Gardner was educated at New York's High School of Performing Arts, Carnegie-Mellon University and Antioch College. While a student at Antioch, he began drawing The Nebbishes. The comic strip was picked up by the Chicago Tribune and syndicated to 60-75 major newspapers from 1959 to 1961. Even before syndication, the Gardner characters were a national craze, marketed on statuettes, studio cards, barware (including cocktail napkins), wall decorations and posters. In 1960, after "the balloons were getting larger and larger, and there was hardly any drawing left", he dropped it and began writing plays.
Plays and films
Gardner is best known for his 1962 play A Thousand Clowns, which ran for 428 performances. He received an Oscar nomination for the screenplay for the successful 1965 movie adaptation.
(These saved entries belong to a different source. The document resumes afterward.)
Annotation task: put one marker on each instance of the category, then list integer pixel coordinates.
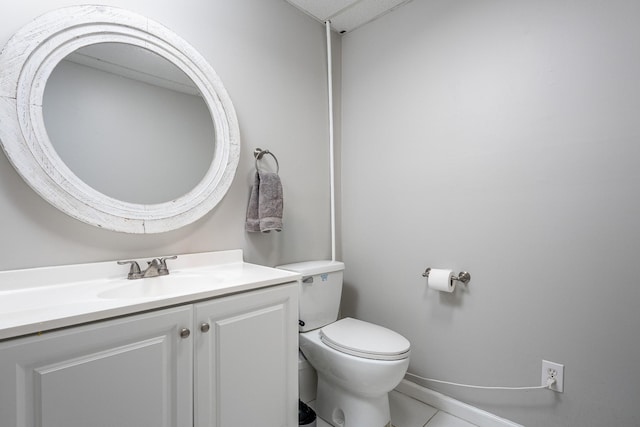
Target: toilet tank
(320, 291)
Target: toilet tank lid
(310, 268)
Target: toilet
(358, 363)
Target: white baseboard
(452, 406)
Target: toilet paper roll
(441, 280)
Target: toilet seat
(362, 339)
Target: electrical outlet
(553, 370)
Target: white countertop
(41, 299)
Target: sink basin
(161, 286)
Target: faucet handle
(134, 271)
(162, 270)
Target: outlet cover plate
(547, 368)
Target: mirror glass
(128, 123)
(116, 120)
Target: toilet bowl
(357, 363)
(353, 389)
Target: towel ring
(258, 153)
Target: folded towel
(264, 212)
(252, 222)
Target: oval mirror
(128, 123)
(115, 120)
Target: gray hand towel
(264, 212)
(252, 222)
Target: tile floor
(408, 412)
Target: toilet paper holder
(463, 276)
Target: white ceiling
(346, 15)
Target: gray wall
(501, 137)
(271, 58)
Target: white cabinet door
(246, 352)
(129, 372)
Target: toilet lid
(363, 339)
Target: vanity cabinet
(225, 362)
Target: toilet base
(342, 408)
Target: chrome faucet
(155, 267)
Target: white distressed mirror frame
(26, 62)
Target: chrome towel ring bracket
(259, 153)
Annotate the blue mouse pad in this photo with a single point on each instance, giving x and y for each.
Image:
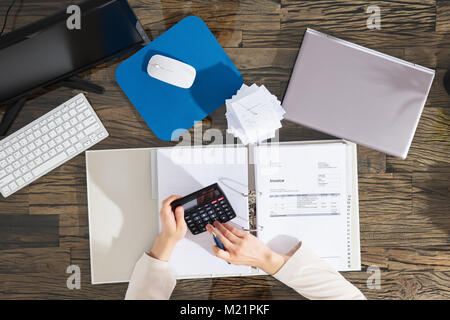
(170, 110)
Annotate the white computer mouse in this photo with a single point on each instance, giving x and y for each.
(171, 71)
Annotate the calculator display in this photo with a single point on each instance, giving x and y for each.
(203, 207)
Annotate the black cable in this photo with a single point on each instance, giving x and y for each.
(6, 16)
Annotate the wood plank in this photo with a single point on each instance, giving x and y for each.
(431, 201)
(404, 285)
(34, 260)
(396, 16)
(28, 231)
(53, 286)
(370, 161)
(214, 16)
(443, 16)
(373, 39)
(16, 203)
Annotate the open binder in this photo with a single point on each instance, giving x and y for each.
(126, 187)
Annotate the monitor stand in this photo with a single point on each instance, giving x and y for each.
(12, 111)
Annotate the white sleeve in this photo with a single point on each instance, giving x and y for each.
(151, 279)
(313, 278)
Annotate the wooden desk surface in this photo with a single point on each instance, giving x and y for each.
(404, 204)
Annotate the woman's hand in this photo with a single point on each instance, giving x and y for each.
(245, 249)
(173, 229)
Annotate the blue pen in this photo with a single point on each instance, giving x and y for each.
(218, 243)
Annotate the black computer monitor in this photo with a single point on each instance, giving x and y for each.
(47, 51)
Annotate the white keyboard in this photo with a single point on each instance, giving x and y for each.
(48, 142)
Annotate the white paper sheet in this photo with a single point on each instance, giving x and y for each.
(185, 170)
(304, 194)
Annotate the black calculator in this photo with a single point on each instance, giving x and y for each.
(205, 206)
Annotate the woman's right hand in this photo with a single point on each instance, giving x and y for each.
(242, 248)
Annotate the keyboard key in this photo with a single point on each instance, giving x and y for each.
(12, 186)
(71, 151)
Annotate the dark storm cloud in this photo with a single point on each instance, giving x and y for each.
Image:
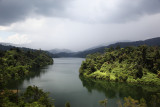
(17, 10)
(132, 10)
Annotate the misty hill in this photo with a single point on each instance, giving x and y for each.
(55, 51)
(8, 46)
(149, 42)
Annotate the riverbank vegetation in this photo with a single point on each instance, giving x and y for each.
(128, 93)
(131, 64)
(16, 64)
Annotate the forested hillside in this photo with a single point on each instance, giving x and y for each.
(15, 64)
(131, 64)
(83, 54)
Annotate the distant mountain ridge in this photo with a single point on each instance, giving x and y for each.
(8, 46)
(56, 51)
(149, 42)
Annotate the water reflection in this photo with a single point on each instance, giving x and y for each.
(35, 72)
(120, 90)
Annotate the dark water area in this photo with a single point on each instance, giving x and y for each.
(63, 83)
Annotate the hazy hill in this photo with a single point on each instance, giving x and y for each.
(149, 42)
(8, 46)
(55, 51)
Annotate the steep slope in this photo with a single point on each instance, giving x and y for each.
(149, 42)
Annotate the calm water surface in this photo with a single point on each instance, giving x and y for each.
(64, 84)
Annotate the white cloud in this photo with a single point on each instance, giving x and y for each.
(18, 39)
(1, 40)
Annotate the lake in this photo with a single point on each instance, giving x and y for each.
(64, 84)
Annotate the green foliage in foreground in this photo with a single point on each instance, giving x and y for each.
(16, 64)
(32, 97)
(131, 64)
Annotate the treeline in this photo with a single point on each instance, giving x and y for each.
(16, 64)
(131, 64)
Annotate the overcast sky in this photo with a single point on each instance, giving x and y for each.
(77, 24)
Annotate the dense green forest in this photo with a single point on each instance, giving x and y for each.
(101, 49)
(16, 64)
(131, 64)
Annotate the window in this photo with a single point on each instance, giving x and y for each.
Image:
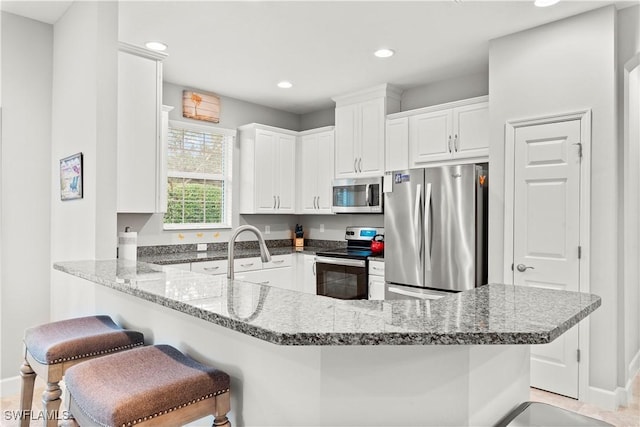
(198, 176)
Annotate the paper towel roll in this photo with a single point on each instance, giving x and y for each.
(128, 245)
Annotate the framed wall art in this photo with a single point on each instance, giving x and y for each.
(71, 177)
(201, 106)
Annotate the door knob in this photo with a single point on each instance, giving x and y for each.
(522, 268)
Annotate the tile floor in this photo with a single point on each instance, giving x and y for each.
(623, 417)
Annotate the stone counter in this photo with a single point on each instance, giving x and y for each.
(491, 314)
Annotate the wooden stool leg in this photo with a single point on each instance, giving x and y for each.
(51, 402)
(223, 406)
(26, 393)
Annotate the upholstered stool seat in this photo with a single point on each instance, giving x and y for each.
(52, 348)
(156, 385)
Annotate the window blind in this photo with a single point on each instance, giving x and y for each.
(198, 178)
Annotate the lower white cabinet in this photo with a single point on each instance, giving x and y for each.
(376, 280)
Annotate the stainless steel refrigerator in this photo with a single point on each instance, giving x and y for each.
(435, 225)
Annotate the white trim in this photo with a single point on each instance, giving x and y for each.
(179, 124)
(10, 386)
(585, 220)
(141, 51)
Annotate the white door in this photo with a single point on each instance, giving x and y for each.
(546, 236)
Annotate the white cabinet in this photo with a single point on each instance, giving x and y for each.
(267, 169)
(376, 280)
(140, 184)
(210, 267)
(315, 172)
(460, 132)
(309, 275)
(360, 131)
(397, 144)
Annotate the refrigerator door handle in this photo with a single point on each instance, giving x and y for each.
(427, 223)
(417, 221)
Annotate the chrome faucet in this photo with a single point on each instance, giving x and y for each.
(264, 252)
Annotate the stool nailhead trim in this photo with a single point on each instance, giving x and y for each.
(166, 411)
(95, 353)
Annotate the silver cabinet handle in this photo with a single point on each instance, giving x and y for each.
(522, 268)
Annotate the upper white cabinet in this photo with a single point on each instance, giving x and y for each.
(267, 169)
(315, 172)
(397, 144)
(140, 181)
(360, 131)
(449, 133)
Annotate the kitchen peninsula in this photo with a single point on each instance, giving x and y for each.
(300, 359)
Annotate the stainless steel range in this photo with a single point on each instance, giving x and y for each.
(343, 272)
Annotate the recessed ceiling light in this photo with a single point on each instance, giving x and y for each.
(159, 46)
(383, 53)
(545, 3)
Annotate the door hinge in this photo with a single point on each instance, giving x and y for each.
(579, 144)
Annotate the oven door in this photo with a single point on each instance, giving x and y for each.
(341, 278)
The play was revived in 1996 and 2001. Both the 1962 play and the movie starred Jason Robards, Jr. as Murray Burns, a charming, unemployed children's show writer, who is forced to choose between social conformity and the probable loss of custody of his 11-year-old nephew to the Child Welfare Bureau. The Robards character was in part based on Gardner's friend at that time, humorist Jean Shepherd. In 2000, Robards wrote:
I feel A Thousand Clowns is his masterpiece. It is a real human comedy of poignancy and laughter, with all of humanity's foibles and eccentricities. There is a great depth of love and understanding for all in this play. There are great life lessons to learn daily, which I find myself still doing. For Herb Gardner to have written this play in his early twenties is a miracle.
Gardner's biggest commercial success was the 1985 play I'm Not Rappaport, which ran for two years, won the Tony Award for Best Play and became the basis for a 1996 movie.
Gardner married his first wife, actress Rita Gardner (née Schier), in 1957. The marriage ended in divorce in 1970.[5]
In the late 1960s and early 1970s, he was the boyfriend of actress Marlo Thomas.[6]
In 1978 Gardner married Barbara Sproul, professor of religion at Hunter College, with whom he raised two adopted sons, Jake Gardner and Rafferty Gardner. They remained married until his death.[7]
Death
Gardner died in his Manhattan apartment from complications of lung disease on September 25, 2003, aged 68.[1][7]